Optimize `BitSet` iteration.

This commit removes an `Option` check in `BitIter::next()`, avoids
calling `trailing_zeros()` when it's not necessary, and avoids the need
for `enumerate()`. This gives a tiny (0.2%) instruction count win on a
couple of benchmarks.

The commit also adds some comments, which is good because this iteration
code is moderately complex.
diff --git a/src/librustc_index/bit_set.rs b/src/librustc_index/bit_set.rs
index bfaeb84..d8c6e4c 100644
--- a/src/librustc_index/bit_set.rs
+++ b/src/librustc_index/bit_set.rs
@@ -287,17 +287,32 @@
 }
 
 pub struct BitIter<'a, T: Idx> {
-    cur: Option<(Word, usize)>,
-    iter: iter::Enumerate<slice::Iter<'a, Word>>,
+    /// A copy of the current word, but with any already-visited bits cleared.
+    /// (This lets us use `trailing_zeros()` to find the next set bit.) When it
+    /// is reduced to 0, we move onto the next word.
+    word: Word,
+
+    /// The offset (measured in bits) of the current word.
+    offset: usize,
+
+    /// Underlying iterator over the words.

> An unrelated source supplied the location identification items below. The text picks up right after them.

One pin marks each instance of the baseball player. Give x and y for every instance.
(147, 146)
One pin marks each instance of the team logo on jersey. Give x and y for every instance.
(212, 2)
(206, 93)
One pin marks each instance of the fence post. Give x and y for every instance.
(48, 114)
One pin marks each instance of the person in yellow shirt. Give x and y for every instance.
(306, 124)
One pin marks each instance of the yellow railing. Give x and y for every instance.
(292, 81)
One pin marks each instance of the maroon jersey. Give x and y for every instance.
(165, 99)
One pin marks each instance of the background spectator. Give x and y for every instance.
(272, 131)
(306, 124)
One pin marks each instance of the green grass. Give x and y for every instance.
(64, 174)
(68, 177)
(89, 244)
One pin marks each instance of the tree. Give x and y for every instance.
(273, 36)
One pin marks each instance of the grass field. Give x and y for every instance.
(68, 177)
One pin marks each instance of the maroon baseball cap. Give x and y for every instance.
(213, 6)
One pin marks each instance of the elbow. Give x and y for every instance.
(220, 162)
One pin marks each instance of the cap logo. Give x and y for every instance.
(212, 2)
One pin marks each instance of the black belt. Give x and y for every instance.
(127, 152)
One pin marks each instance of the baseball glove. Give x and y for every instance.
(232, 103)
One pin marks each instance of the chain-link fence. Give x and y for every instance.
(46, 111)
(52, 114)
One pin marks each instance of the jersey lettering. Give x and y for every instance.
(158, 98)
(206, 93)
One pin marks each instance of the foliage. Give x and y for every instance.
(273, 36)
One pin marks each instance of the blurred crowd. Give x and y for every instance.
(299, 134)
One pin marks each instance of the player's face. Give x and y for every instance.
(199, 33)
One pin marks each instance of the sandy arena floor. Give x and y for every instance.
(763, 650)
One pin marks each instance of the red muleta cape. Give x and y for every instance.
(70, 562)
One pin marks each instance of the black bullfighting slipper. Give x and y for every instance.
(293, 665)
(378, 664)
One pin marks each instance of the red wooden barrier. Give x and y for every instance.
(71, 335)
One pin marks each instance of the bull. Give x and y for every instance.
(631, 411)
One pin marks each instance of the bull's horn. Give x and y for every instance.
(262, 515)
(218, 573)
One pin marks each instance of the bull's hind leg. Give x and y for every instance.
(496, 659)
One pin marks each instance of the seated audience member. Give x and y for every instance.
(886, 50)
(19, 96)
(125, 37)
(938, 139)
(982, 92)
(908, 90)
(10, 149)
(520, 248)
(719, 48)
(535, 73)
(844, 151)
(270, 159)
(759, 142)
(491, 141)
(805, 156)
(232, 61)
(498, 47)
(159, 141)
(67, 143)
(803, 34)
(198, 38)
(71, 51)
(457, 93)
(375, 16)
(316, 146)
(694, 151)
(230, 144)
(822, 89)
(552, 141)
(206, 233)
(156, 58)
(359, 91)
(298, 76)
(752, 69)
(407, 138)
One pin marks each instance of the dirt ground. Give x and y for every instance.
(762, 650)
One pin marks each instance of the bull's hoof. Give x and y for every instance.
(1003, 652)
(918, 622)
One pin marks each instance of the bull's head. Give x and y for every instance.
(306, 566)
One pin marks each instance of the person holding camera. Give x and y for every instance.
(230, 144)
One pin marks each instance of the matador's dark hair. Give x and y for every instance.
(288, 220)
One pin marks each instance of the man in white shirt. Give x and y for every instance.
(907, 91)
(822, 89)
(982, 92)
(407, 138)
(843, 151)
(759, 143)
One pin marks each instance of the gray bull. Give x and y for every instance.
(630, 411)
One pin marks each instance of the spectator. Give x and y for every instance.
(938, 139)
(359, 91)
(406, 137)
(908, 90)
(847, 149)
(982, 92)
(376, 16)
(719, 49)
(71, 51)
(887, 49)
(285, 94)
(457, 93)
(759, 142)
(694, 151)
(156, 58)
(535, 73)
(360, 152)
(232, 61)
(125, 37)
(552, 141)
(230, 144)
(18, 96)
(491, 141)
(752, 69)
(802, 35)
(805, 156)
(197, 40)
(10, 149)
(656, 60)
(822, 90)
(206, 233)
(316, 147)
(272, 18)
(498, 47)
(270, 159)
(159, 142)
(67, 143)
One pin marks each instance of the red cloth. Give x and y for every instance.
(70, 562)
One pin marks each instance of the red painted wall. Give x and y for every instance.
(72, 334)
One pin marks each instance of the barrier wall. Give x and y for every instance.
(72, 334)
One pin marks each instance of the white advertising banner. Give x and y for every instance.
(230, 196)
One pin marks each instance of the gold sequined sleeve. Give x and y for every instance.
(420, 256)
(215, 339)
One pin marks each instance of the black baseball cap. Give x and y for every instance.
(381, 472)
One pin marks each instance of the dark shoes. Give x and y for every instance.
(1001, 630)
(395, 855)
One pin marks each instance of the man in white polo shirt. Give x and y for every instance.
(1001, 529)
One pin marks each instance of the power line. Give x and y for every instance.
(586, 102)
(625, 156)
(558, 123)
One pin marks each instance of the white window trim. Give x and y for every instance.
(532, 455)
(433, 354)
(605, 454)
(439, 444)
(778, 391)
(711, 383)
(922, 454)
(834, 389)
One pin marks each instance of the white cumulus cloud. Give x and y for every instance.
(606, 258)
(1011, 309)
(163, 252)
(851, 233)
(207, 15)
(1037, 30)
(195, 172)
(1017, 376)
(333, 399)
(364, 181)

+    iter: slice::Iter<'a, Word>,
+
     marker: PhantomData<T>
 }
 
 impl<'a, T: Idx> BitIter<'a, T> {
     #[inline]
     fn new(words: &'a [Word]) -> BitIter<'a, T> {
+        // We initialize `word` and `offset` to degenerate values. On the first
+        // call to `next()` we will fall through to getting the first word from
+        // `iter`, which sets `word` to the first word (if there is one) and
+        // `offset` to 0. Doing it this way saves us from having to maintain
+        // additional state about whether we have started.
         BitIter {
-            cur: None,
-            iter: words.iter().enumerate(),
+            word: 0,
+            offset: std::usize::MAX - (WORD_BITS - 1),
+            iter: words.iter(),
             marker: PhantomData,
         }
     }
@@ -307,17 +322,20 @@
     type Item = T;
     fn next(&mut self) -> Option<T> {
         loop {
-            if let Some((ref mut word, offset)) = self.cur {
-                let bit_pos = word.trailing_zeros() as usize;
-                if bit_pos != WORD_BITS {
-                    let bit = 1 << bit_pos;
-                    *word ^= bit;
-                    return Some(T::new(bit_pos + offset))
-                }
+            if self.word != 0 {
+                // Get the position of the next set bit in the current word,
+                // then clear the bit.
+                let bit_pos = self.word.trailing_zeros() as usize;
+                let bit = 1 << bit_pos;
+                self.word ^= bit;
+                return Some(T::new(bit_pos + self.offset))
             }
 
-            let (i, word) = self.iter.next()?;
-            self.cur = Some((*word, WORD_BITS * i));
+            // Move onto the next word. `wrapping_add()` is needed to handle
+            // the degenerate initial value given to `offset` in `new()`.
+            let word = self.iter.next()?;
+            self.word = *word;
+            self.offset = self.offset.wrapping_add(WORD_BITS);
         }
     }
 }